Python Versions PyPI version Wheel Linting and Typing
Entropy Budget Chaos Charm
Lore Compliance

Glitchlings are utilities for corrupting the text inputs to your language models in deterministic, linguistically principled ways.
Each embodies a different way that documents can be compromised in the wild.

If reinforcement learning environments are games, then Glitchlings are enemies to breathe new life into old challenges.

They do this by breaking surface patterns in the input while keeping the target output intact.

Some Glitchlings are petty nuisances. Some Glitchlings are eldritch horrors.
Together, they create truly nightmarish scenarios for your language models.

After all, what good is general intelligence if it can't handle a little chaos?

-The Curator

Motivation

If your model performs well on a particular task, but not when Glitchlings are present, it's a sign that it hasn't actually generalized to the problem.
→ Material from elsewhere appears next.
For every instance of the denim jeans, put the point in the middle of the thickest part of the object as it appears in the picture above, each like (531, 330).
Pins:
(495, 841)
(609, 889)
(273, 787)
Conversely, training a model to perform well in the presence of the types of perturbations introduced by Glitchlings should help it generalize better.

Quickstart

pip install -U glitchlings

The fastest way to get started is to ask my assistant, Auggie, to prepare a custom mix of glitchlings for you:

from glitchlings import Auggie, SAMPLE_TEXT

auggie = (
    Auggie(seed=404)
    .typo(rate=0.015)
    .confusable(rate=0.01)
    .homophone(rate=0.02)
)

print(auggie(SAMPLE_TEXT))

One morning, when Gregor Samsa woke from troubld dreams, he found himself transformed in his bed into a horible vermin. He layed on his armour-like back, and if he lifted his head a little he could see his brown belly, slightly domed and divided by arches into stiff sections. The bedding was hardly able to cover it and seemed ready to slide off any moment. His many legs, pitifully thin compared with the size of the rest of him, waved about helplessly as he looked.
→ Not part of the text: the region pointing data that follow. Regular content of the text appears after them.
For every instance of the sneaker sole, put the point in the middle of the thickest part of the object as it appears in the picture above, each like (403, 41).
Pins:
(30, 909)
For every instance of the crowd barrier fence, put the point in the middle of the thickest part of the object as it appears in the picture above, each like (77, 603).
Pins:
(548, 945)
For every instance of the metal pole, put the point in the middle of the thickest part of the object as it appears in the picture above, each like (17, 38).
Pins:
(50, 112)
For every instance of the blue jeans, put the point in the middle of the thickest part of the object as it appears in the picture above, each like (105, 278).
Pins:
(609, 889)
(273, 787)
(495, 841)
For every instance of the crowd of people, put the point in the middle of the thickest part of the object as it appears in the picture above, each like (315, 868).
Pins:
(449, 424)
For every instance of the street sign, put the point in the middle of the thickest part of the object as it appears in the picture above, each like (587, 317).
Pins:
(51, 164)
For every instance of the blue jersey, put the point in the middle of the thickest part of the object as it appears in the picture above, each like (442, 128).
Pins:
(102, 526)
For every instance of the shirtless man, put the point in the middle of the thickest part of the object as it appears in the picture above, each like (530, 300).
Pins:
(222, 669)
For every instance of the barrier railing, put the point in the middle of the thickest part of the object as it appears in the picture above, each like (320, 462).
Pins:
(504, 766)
You're more than welcome to summon them directly, if you're feeling brave:

from glitchlings import Gaggle, SAMPLE_TEXT, Typogre, Mim1c, Wherewolf

gaggle = Gaggle(
    [
        Typogre(rate=0.015),
        Mim1c(rate=0.01),
        Wherewolf(rate=0.02),
    ],
    seed=404
)

Consult the Glitchlings Usage Guide for end-to-end instructions spanning the Python API, CLI, and third-party integrations.

Your First Battle

Summon your chosen Glitchling (or a few, if ya nasty) and call it on your text or slot it into Dataset.map(...), supplying a seed if desired. Glitchlings are standard Python classes:

from glitchlings import Gaggle, Typogre, Mim1c

custom_typogre = Typogre(rate=0.1)
selective_mimic = Mim1c(rate=0.05, classes=["LATIN", "GREEK"])

gaggle = Gaggle([custom_typogre, selective_mimic], seed=99)
corrupted = gaggle("We Await Silent Tristero's Empire.")
print(corrupted)

Calling a Glitchling on a str transparently calls .corrupt(str, ...) -> str. This means that as long as your glitchlings get along logically, they play nicely with one another.

When summoned as or gathered into a Gaggle, the Glitchlings will automatically order themselves into attack waves, based on the scope of the change they make:

  1. Document
  2. Paragraph
  3. Sentence
  4. Word
  5. Character

They're horrible little gremlins, but they're not unreasonable.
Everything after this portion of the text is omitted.